# Spam Email Classifier with Neural Networks

A capstone project after completing Andrew Ng's Machine Learning Specialization. The goal: get hands-on experience with the full ML workflow.

**Dataset:** [Spambase](https://archive.ics.uci.edu/ml/datasets/spambase) from UCI - 4601 emails, 57 features (word frequencies, character frequencies, capital letter stats), binary target (spam/not spam).

**Workflow:**
1. Load and explore data
2. Split into 60% train / 20% validation / 20% test
3. Scale features
4. Build and train neural network
5. Evaluate on test set

## Setup

First, let's install and import our dependencies.

In [None]:
import numpy as np
import pandas as pd
import matplotlib.pyplot as plt
import tensorflow as tf
import keras
from keras.layers import Dense
from keras.callbacks import EarlyStopping
from sklearn.model_selection import train_test_split
from sklearn.preprocessing import StandardScaler

print(f"TensorFlow version: {tf.__version__}")

## Step 1: Load the Dataset

The Spambase dataset has 57 features:
- 48 word frequency features (how often words like "free", "money", "credit" appear)
- 6 character frequency features (!, $, etc.)
- 3 capital letter statistics

Target is binary: 1 = spam, 0 = not spam.

In [None]:
# Download dataset directly from UCI (works in Colab)
url = "https://archive.ics.uci.edu/ml/machine-learning-databases/spambase/spambase.data"

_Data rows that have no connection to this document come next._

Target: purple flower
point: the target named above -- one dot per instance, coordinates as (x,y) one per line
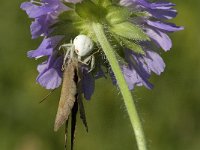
(46,48)
(45,15)
(156,30)
(140,68)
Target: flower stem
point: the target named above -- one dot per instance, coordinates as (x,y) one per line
(128,100)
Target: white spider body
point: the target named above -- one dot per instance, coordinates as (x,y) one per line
(83,45)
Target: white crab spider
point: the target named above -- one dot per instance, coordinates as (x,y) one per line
(82,45)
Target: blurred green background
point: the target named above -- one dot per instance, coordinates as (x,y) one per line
(170,112)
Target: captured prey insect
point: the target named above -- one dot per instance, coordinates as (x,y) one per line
(71,93)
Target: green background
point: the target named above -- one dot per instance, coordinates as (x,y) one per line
(170,112)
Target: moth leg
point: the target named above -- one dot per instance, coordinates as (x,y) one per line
(65,58)
(92,63)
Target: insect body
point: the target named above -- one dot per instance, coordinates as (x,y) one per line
(82,46)
(70,99)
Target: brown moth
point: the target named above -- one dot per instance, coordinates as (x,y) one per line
(68,94)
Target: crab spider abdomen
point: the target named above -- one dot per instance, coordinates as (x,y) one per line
(83,45)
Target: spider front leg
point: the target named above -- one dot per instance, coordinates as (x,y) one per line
(89,60)
(69,48)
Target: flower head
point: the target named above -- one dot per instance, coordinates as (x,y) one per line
(137,28)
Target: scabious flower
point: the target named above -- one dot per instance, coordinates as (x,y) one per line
(140,27)
(124,36)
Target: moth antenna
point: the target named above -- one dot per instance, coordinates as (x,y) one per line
(73,123)
(66,132)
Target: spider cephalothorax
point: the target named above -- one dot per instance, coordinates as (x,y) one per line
(82,45)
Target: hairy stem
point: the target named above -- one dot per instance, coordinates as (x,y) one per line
(128,100)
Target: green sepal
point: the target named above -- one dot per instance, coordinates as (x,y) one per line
(117,14)
(104,3)
(70,5)
(132,46)
(69,15)
(65,27)
(130,31)
(89,10)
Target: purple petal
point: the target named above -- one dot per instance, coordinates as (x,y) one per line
(46,47)
(154,62)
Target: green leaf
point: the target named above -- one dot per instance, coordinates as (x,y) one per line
(117,14)
(130,31)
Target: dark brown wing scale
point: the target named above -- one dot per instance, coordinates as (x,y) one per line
(70,100)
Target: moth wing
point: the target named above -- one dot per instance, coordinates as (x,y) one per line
(67,97)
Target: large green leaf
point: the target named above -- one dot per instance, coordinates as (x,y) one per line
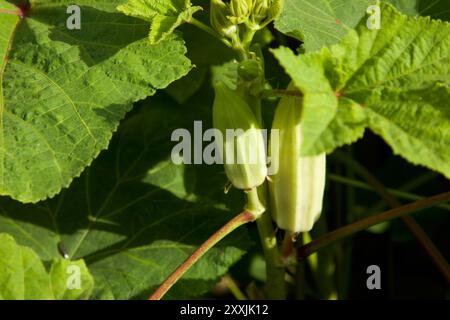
(65,91)
(325,22)
(134,216)
(320,22)
(24,277)
(394,80)
(165,15)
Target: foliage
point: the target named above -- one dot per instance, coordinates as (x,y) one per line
(86,118)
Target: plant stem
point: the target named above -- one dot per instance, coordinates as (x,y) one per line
(275,285)
(420,235)
(241,219)
(363,224)
(234,288)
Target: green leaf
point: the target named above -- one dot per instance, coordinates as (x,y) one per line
(325,22)
(134,216)
(394,80)
(65,91)
(320,22)
(24,277)
(165,15)
(60,273)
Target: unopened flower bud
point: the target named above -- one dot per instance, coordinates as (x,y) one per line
(244,152)
(297,187)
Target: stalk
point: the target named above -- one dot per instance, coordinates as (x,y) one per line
(241,219)
(366,223)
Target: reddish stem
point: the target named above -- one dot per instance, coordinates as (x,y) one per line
(366,223)
(230,226)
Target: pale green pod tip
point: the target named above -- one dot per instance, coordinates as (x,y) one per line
(298,182)
(219,18)
(243,152)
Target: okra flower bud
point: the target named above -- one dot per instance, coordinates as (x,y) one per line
(250,70)
(220,13)
(265,11)
(298,184)
(243,149)
(240,10)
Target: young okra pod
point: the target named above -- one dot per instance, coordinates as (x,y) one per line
(298,183)
(243,150)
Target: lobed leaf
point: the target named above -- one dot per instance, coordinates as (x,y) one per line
(165,16)
(394,80)
(23,275)
(134,216)
(63,92)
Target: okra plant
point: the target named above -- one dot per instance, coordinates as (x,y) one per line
(225,149)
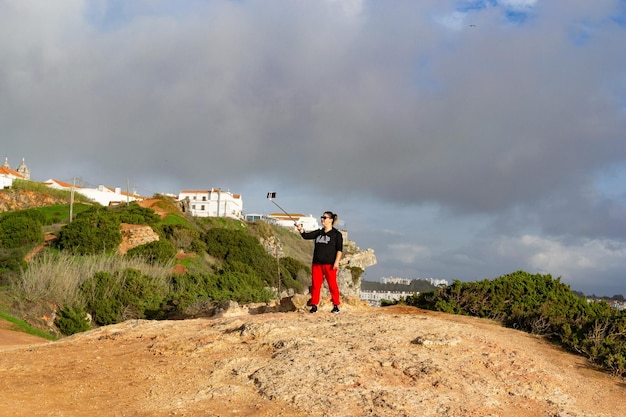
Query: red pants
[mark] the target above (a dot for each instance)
(318, 273)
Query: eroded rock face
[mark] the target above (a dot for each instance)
(22, 199)
(366, 361)
(134, 235)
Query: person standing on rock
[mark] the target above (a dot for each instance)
(326, 256)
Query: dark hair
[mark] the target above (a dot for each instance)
(333, 215)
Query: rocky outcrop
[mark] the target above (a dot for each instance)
(134, 235)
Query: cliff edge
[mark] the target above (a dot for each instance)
(394, 361)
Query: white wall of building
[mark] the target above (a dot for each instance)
(213, 203)
(5, 182)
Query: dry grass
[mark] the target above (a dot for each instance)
(56, 277)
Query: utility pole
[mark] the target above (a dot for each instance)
(218, 202)
(72, 199)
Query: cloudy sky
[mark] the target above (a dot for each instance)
(458, 139)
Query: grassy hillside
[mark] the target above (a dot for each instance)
(75, 272)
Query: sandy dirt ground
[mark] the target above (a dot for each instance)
(395, 361)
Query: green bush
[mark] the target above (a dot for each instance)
(71, 320)
(156, 252)
(541, 305)
(19, 229)
(133, 213)
(94, 231)
(128, 294)
(237, 246)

# Define column names based on spambase.names documentation
feature_names = [
    # 48 word frequency features
    'word_freq_make', 'word_freq_address', 'word_freq_all', 'word_freq_3d',
    'word_freq_our', 'word_freq_over', 'word_freq_remove', 'word_freq_internet',
    'word_freq_order', 'word_freq_mail', 'word_freq_receive', 'word_freq_will',
    'word_freq_people', 'word_freq_report', 'word_freq_addresses', 'word_freq_free',
    'word_freq_business', 'word_freq_email', 'word_freq_you', 'word_freq_credit',
    'word_freq_your', 'word_freq_font', 'word_freq_000', 'word_freq_money',
    'word_freq_hp', 'word_freq_hpl', 'word_freq_george', 'word_freq_650',
    'word_freq_lab', 'word_freq_labs', 'word_freq_telnet', 'word_freq_857',
    'word_freq_data', 'word_freq_415', 'word_freq_85', 'word_freq_technology',
    'word_freq_1999', 'word_freq_parts', 'word_freq_pm', 'word_freq_direct',
    'word_freq_cs', 'word_freq_meeting', 'word_freq_original', 'word_freq_project',
    'word_freq_re', 'word_freq_edu', 'word_freq_table', 'word_freq_conference',
    # 6 character frequency features
    'char_freq_semicolon', 'char_freq_paren', 'char_freq_bracket',
    'char_freq_exclamation', 'char_freq_dollar', 'char_freq_hash',
    # 3 capital letter features
    'capital_run_length_average', 'capital_run_length_longest', 'capital_run_length_total',
    # Target
    'is_spam'
]

df = pd.read_csv(url, header=None, names=feature_names)
print(f"Dataset shape: {df.shape}")
df.head()

In [None]:
# Check class distribution
spam_ratio = df['is_spam'].mean()
print(f"Spam ratio: {spam_ratio:.1%} spam, {1-spam_ratio:.1%} not spam")
print(f"Missing values: {df.isnull().sum().sum()}")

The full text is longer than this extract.